A Simple JIT Compiler

In the last few days I've been prototyping a basic Just-In-Time (JIT) compiler for Higgs. I decided to start with a very simple design which is sometimes referred to as a tracelet JIT. This is simply a compiler which compiles one basic block at a time, basic blocks being defined as single-entry, single-exit sequences of instructions. This compiler is lazy, meaning it doesn't compile unexecuted blocks. It also only compiles "hot" blocks that have been executed a few hundred times, the idea being to avoid wasting time compiling code that only runs once or very few times (e.g.: initialization code). Another advantage of delaying compilation somewhat is to allow time for profiling statistics to be gathered.

I have to admit that I was very excited to actually begin generating machine code (if you can believe that). It took me a few days to port over the x86 assembler I wrote in JavaScript for Tachyon to D, along with all associated unit tests. Once this was done, I was able to get a very basic tracelet JIT working in less than a day. This first version simply compiled sequences of calls to functions implementing interpreter instructions. This provided small speedups on the order of 5%. I improved on this by adding JIT code generation support for some basic arithmetic, bitwise and branching operations which provided speedups of up to 30%. The next step, in my mind, was to support all branching operations so that tracelets could jump directly into each other without ever needing to fall back to the interpreter. However, I ran into a problem.

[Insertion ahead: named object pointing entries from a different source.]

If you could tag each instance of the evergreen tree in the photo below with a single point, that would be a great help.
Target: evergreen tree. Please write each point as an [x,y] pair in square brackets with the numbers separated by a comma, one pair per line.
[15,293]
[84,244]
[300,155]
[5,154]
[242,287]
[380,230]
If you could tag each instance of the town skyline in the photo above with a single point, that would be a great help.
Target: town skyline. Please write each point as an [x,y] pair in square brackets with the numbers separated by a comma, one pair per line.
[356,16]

The Higgs interpreter was designed with simplicity and maintainability in mind, a choice which has paid off thus far. Unfortunately, this means that some operations aren't built with pure speed in mind, and one problematic case is the call instruction. The call instruction builds the stack frame for callees. This means it needs to make several conditional checks and push the right number of arguments and local variable slots, which isn't the same for every callee. I started trying to implement the full dynamic extent of calls in the JIT compiler. I stopped once I realized how big and messy the generated code would be. Since every runtime primitive is self-hosted in Higgs, there are calls everywhere, which would assuredly mean the generated machine code would be huge (bad for the instruction cache).

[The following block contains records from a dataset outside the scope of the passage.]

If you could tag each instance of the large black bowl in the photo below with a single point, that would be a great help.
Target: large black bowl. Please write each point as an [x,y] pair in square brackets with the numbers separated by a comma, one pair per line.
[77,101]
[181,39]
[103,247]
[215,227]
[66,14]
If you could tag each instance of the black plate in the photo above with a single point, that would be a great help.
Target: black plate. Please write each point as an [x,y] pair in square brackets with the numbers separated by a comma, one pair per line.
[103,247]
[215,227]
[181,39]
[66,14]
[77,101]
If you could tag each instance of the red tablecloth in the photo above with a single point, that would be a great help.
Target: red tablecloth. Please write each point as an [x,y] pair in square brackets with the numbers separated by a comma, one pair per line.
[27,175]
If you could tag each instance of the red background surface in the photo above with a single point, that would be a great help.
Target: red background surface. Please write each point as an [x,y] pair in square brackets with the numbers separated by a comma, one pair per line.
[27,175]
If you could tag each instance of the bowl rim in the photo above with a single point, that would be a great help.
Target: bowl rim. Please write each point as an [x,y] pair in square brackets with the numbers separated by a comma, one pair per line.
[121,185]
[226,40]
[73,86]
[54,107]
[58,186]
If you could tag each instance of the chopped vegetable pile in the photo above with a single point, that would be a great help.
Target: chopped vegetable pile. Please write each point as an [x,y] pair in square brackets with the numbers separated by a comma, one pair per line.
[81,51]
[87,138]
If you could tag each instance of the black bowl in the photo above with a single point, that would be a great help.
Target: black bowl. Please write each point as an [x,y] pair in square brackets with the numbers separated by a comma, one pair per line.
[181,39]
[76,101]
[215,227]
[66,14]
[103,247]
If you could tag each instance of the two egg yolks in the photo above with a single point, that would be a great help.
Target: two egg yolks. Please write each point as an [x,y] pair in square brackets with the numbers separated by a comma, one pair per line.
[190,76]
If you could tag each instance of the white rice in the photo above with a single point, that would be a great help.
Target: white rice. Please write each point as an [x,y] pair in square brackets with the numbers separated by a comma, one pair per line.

I decided to try an idea just for the fun of it. Most of the calls in the small benchmarks I was testing were global function calls. For such calls, it's quite easy to guess correctly who the callee would be. I chose to implement a mechanism which tries to guess the callee and has an optimized call path specifically for the said function. If the callee isn't correctly guessed, the interpreter's call instruction logic is used instead. Amazingly, such a simple optimization (two hours of work) yielded a total performance improvement of about 500% over the interpreter on most of the benchmarks I tried.

Speedups over the interpreter
Speedups over the interpreter

The numbers above show the speedups I measured on some of the SunSpider benchmarks, going from very simple to medium-sized programs. If you're familiar with these benchmarks, you might feel that these times are ridiculously slow either way. You should keep in mind that this is still very preliminary work (I did say the JIT was a prototype) and that these values were measured using the linux time utility, and so include initialization time. Higgs is also self-hosted, meaning that it lazily compiles parts of its own standard library when you run a program. As such, Higgs will probably always be at a disadvantage when it comes to very short running programs.

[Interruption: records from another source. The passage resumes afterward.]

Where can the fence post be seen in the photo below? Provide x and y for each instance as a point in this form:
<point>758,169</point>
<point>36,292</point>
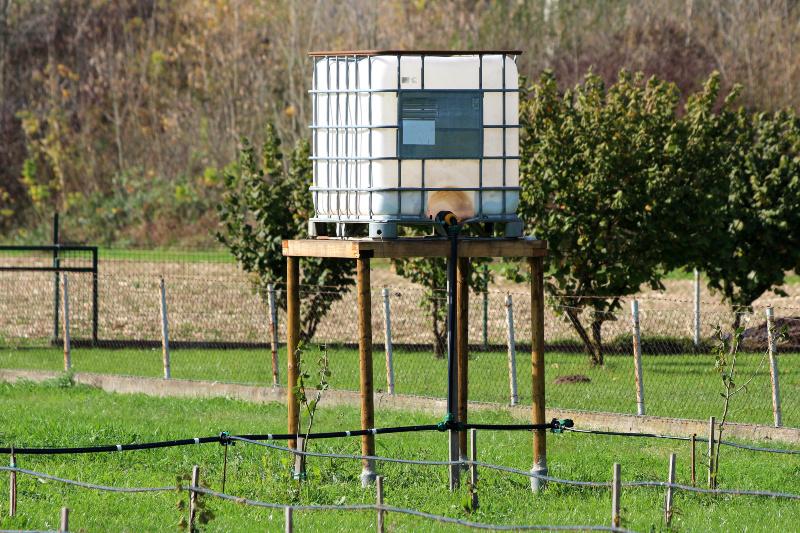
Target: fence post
<point>711,474</point>
<point>287,513</point>
<point>670,482</point>
<point>273,330</point>
<point>696,308</point>
<point>773,369</point>
<point>12,486</point>
<point>193,497</point>
<point>64,528</point>
<point>379,501</point>
<point>637,358</point>
<point>65,321</point>
<point>300,460</point>
<point>387,326</point>
<point>473,468</point>
<point>164,329</point>
<point>512,350</point>
<point>616,487</point>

At this point, the tracelet JIT compiler is about 800 lines of D code (excluding the x86-64 assembler). It's very much a prototype and a platform for me to experiment with, meaning I will probably refactor the design in many ways. I'm already thinking of several improvements I can make over the course of the next week which should bring more significant speedups. The main thing I will be doing is trying to extend tracelets in a trace-like manner, which should tremendously help with loops.

As I said earlier, I designed the Higgs interpreter to be simple and easy to maintain. This decision was partly motivated by my belief that interpreter speed should be largely irrelevant in a system where a JIT compiler is also available. I could have tried hard to make the Higgs interpreter faster, at the cost of tasteless kludges and largely increased code complexity, but I don't think it would have been worth it, especially now that I've shown that 4 days of work can yield a simple JIT compiler producing 500% speedups. Next week, I'd like to have at least 1000% speedups over the interpreter, which I believe is easily achievable.